Exploit Wednesday: One the patches are released evil hackers will know about vulnerabilities, and since many don’t (like me – but not anymore) install the updates there’s an excellent opportunity to exploit this for malware authors. This day has also been called Day Zero. (view comment)

  3 Responses to “‘Stupid’ Question 8:What is Patch Tuesday and Exploit Wednesday?”

  1. A comment on Exploit Wednesday: once the patches are out, hackers can decompile them to find out what they patch and target the (unpatched) vulnerabilities. Because people often take a while to install new patches, there’s a time for which those vulnerabilities can be exploited.

    Day Zero (and Zero-Day or 0day exploits) is a bit different. This refers to attacks that are produced by hackers before the patch is available or the vulnerability is even discovered by the vendor. Imagine that a patch is released on day 1, then these attacks get in before that so on day 0. It’s kind of the holy grail for hackers to find and exploit 0days because then their victims don’t even know there’s a problem that needs fixing.

  2. Thank you for pointing that out, now the name makes more sense 🙂 I’ve added an edit to the post!

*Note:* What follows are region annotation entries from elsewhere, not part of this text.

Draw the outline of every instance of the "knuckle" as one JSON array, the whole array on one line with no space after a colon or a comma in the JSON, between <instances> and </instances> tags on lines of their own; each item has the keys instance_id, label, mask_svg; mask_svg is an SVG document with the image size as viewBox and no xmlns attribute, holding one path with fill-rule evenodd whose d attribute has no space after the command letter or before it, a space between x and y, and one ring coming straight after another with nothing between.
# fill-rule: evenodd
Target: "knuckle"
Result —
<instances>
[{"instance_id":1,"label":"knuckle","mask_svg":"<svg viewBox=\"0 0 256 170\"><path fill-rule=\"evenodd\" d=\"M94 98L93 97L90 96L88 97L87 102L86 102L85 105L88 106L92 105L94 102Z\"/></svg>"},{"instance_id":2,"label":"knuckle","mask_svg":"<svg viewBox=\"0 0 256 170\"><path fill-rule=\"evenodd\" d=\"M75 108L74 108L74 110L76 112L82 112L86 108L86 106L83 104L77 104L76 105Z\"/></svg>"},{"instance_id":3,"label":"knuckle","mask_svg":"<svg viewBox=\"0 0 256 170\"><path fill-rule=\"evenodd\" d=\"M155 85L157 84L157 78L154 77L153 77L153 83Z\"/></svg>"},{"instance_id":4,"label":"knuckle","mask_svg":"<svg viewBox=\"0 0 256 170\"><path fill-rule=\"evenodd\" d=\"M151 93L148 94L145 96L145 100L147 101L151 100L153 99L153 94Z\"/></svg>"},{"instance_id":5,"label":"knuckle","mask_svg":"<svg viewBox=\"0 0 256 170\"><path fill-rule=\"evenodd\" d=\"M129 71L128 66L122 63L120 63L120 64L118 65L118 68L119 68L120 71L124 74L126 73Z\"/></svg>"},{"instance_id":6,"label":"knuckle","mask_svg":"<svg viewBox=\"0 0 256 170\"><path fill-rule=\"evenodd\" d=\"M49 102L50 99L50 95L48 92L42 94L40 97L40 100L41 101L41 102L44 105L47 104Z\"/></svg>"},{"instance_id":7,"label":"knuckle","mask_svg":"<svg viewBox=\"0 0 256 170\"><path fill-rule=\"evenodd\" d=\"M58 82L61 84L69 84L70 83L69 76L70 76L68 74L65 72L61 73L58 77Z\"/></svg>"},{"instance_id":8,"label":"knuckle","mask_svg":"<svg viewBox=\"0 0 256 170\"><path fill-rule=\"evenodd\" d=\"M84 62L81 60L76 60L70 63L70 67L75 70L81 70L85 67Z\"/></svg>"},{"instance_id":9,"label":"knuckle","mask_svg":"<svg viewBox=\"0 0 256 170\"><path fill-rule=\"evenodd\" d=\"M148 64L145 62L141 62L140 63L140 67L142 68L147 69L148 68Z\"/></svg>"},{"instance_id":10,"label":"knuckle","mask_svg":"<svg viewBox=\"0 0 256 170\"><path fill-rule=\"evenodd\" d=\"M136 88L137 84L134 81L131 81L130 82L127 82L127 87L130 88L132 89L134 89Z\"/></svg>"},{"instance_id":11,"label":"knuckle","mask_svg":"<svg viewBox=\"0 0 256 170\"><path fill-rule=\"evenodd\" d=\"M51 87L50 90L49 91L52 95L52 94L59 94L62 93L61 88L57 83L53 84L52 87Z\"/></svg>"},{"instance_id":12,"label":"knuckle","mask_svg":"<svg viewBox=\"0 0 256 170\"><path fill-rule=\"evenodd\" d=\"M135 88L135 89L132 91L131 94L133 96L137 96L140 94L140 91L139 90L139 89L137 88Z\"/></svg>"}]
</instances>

  3. actually the hackers do not really decompile the patches as there would be too much work. first of all it’s not so simple to decompile binary code. even if you could acomplish that it would be a lot of work to spot vulnerability.
    there is actually a more simple method. let’s say you have a major hole in remote desktop and a patched appeared. let’s say that the vulnerabile version allows you to login with some universal password because a a programmer used that and forgot to remove it. the bulletin does not say what password but it’s enough to have some hints like to know that there IS a magic password. you then start doing some decompile/diff on the the before and after files and chances are that you will get the magic password within the differing areas. of course this is a overlysimplistic view but you get an ideea on how it works.